What will the U.S. economy look like in 12 months? The crystal ball, as they say, is hazy.
The odds seem balanced between a renewed recession and a long-awaited upturn. With such uncertainty, it's wise to focus on stocks with material protection on the downside. This way, if the economy and the market hit the skids, investors will be less likely to unload these stocks and will instead start to sell pricier equities.

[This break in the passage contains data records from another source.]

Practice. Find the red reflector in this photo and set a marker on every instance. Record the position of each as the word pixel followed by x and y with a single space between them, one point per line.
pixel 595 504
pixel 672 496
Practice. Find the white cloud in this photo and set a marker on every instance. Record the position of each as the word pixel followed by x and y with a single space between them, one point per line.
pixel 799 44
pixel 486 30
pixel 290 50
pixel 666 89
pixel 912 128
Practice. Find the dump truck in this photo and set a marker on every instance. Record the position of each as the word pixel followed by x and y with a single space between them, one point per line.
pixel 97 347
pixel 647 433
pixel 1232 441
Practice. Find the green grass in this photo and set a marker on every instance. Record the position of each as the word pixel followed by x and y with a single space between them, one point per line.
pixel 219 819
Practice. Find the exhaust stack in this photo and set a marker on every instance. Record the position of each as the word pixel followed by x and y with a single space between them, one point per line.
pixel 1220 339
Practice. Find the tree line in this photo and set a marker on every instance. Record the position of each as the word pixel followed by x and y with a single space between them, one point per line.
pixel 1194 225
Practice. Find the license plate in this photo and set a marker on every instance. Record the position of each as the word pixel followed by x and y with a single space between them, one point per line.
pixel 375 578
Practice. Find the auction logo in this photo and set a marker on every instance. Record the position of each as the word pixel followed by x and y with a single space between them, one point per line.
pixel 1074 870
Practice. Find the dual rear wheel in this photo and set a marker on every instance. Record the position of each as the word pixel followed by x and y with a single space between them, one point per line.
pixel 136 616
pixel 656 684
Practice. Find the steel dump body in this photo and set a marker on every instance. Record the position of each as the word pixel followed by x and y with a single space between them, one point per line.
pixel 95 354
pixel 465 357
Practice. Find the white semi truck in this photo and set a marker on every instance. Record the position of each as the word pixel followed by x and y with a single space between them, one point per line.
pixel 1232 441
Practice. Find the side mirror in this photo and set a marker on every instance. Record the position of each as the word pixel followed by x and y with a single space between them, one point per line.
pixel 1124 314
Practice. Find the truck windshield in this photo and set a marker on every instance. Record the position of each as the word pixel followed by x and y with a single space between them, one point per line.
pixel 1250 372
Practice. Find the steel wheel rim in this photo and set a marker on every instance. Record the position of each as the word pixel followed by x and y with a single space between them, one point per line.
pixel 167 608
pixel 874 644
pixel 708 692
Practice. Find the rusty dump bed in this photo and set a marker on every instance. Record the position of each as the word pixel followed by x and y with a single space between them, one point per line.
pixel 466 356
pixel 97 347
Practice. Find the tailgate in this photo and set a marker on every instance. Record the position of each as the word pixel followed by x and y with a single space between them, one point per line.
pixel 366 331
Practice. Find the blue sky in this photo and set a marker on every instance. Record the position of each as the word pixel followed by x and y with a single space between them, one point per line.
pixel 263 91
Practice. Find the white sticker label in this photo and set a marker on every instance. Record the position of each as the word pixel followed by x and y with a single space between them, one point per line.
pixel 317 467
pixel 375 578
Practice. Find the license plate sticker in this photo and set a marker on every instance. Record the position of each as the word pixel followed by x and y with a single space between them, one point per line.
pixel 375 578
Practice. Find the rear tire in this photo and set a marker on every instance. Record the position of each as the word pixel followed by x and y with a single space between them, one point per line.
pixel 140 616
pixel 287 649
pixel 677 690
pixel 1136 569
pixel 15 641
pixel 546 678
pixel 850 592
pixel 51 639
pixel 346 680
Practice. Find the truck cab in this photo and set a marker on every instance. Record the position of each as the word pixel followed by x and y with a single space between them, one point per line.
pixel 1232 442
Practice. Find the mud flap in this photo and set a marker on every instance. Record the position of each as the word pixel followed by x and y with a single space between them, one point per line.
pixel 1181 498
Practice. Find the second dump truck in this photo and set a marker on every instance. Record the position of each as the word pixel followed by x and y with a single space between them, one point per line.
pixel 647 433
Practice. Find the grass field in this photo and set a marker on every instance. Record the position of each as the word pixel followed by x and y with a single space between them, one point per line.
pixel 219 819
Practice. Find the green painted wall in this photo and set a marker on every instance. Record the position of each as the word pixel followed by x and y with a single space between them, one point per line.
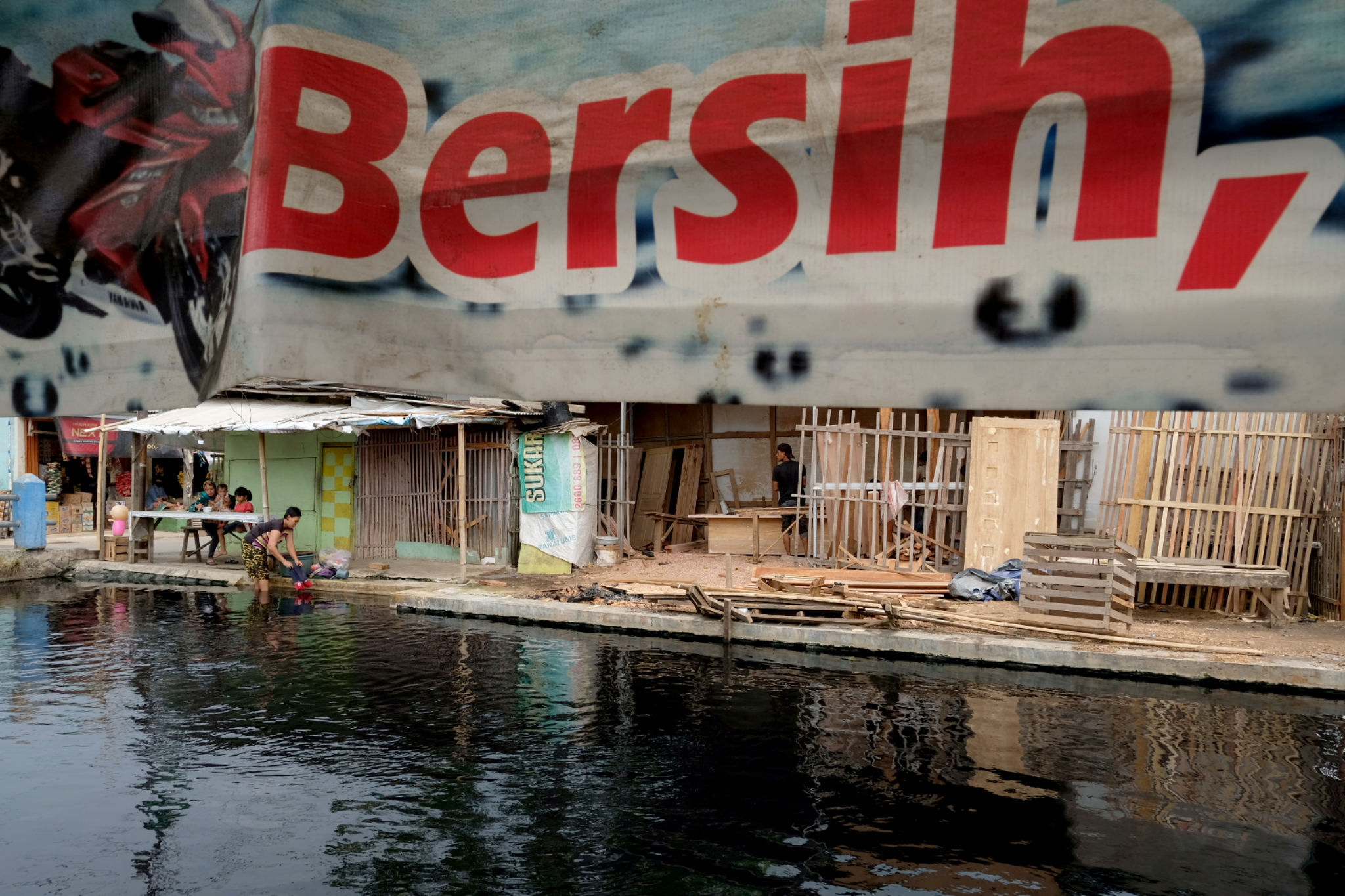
pixel 294 472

You can find this downside protection on the balance sheet. Many companies have shares selling for less than the value of the assets on their balance sheet, or below tangible book value. These "below book" stocks tend to be safe harbors in any market storm.
Know your assets
To profit from this approach, you'll need to figure out whether the balance sheet figures represent real-world values. When I ran a screen of below-book names, a number of dry bulk shipping firms appeared right at the top. Yet as I noted last month, it's not clear what their ships would actually fetch in the re-sale market. So for today's purposes, I've eliminated all of those names from the screened results. I also noted a preponderance of big banks on the list. Many are limping along in a tough economy, waiting for business to pick up. Yet when that happens, shares could move up to 1.5 times book value, more than 50% above current levels, if history is any guide.
After excluding shippers, insurers and banks, what's left? Well, Audiovox (Nasdaq: VOXX), which I wrote about earlier this week, stands out as a deep value play.